On 25 June 2020, fourteen members of the Iran-backed militia Kataib Hezbollah (KH) were going about their usual nefarious business. On this occasion they were setting up rocket attacks on Baghdad airport and the US embassy. Much to their astonishment, troops from Iraq’s Counter Terrorism Service (CTS) arrested them. The security forces then proceeded to raid KH headquarters, seize rockets and detain three leaders of the group.
KH, a law unto itself for years, tried to assert itself. Its operational commander, Abu Fadak, pulled together a force of around 150 fighters in nearly thirty armored pickup trucks, drove to the prime minister’s residence and demanded the suspects be released to his custody. Prime Minister Mustafa Kadhimi declined to do so. However, rather than handing them over to the US forces, as perhaps Abu Fadak had feared, he placed them under the custody of the Security Directorate of the PMF (the Popular Mobilization Forces). At first glance this might have appeared a somewhat equivocal move, since the directorate is led by a KH commander, Abu Zainab al-Lami. But Kadhimi had already taken steps to ensure a new level of of control over the PMF, and he retained the whip hand.

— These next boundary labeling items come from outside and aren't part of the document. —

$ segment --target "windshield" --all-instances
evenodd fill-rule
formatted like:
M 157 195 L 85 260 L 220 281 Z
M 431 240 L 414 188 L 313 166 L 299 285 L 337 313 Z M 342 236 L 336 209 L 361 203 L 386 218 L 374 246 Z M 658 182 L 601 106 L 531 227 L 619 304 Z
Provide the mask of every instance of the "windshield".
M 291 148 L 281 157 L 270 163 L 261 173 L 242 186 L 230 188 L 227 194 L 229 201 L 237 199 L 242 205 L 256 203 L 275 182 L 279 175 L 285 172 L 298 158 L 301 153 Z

The PMF (also known as the Hashed Al Shaabi), is a 100,000 strong force of mainly Iraqi Shiite paramilitaries backed and trained by Iran. It was set up originally to help Iraqi government forces fight ISIS. Later it was nominally integrated into the state security forces, although many groups remained more or less independent and were in no sense under government control.
On June 3 the head of the PMF, Faleh al-Fayadh, announced that all Iraqi paramilitary groups were to shut down their offices. The many disparate and independent groups were to be merged into the main organization, which would be subject to new directives as to its future role and function. He also announced a “ban of all non-military actions that lie outside the Hashed’s objectives, especially as the Hashed is considered to be an official entity of the state’s security apparatus”.
Kadhimi’s strong-arm tactics against KH have been described as “the strongest state action against Iran-backed paramilitaries in years.” Kadhimi had already announced that he intended to crack down on militia groups which target US installations. Before becoming prime minister in May, Kadhimi had been Iraq’s intelligence chief for a good few years –and it was Iraqi intelligence that generated the evidence needed to secure a search and arrest warrant for the raid. This is the first time that, based on intelligence, the Iraqi government has succeeded in foiling a terrorist attack within the country. It seems to indicate that Kadhimi intends to follow through on his tough talk.
The suspects have been charged under Iraq’s counterterrorism statutes. If Kadhimi manages to hold his course, and the Iraqi government can succeed in prosecuting them, it would be a formal recognition that anti-US violence is a terrorist offense against the Iraqi state. So far, despite numerous rocket attacks that have wounded and killed Americans and Iraqis, not a single KH fighter has been indicted for anti-US terrorist acts.
These recent events could be interpreted in more than one way. Kadhimi’s foremost objective might be to restore law and order to his chaotic country, and put an end to the unruly and uncontrolled gangs that have run riot ever since the fall of Saddam Hussein.
Alternatively, we might be witnessing the first steps in a longer-term plan aimed at loosening the relentless grip that Iran has managed to exert over Iraq, and releasing his country from the danger of becoming an Iranian vassal state.
Clearly the Iranian-backed groups within Iraq fear the latter. A security spokesman for one such militia issued a statement on June 26, describing Kadhimi as an “American agent.” Abu Ali al-Askari, the security chief of KH, issued a dire warning, dubbing Kadhimi a “mutant”. “We are waiting for you to suffer from God’s torture, or by our hands.”
Al-Askari also accused Kadhimi of attempting to distance himself from the killing of the “two martyrs,” a reference to the January drone strike which killed Islamic Revolutionary Guards Corps (IRGC) commander Qassem Soleimani and deputy commander of the PMF, Abu Mahdi al-Mohandes.
There is no doubt that whichever outcome he is planning, and even more so if he is seeking both, Iraq’s new prime minister has a fight on his hands.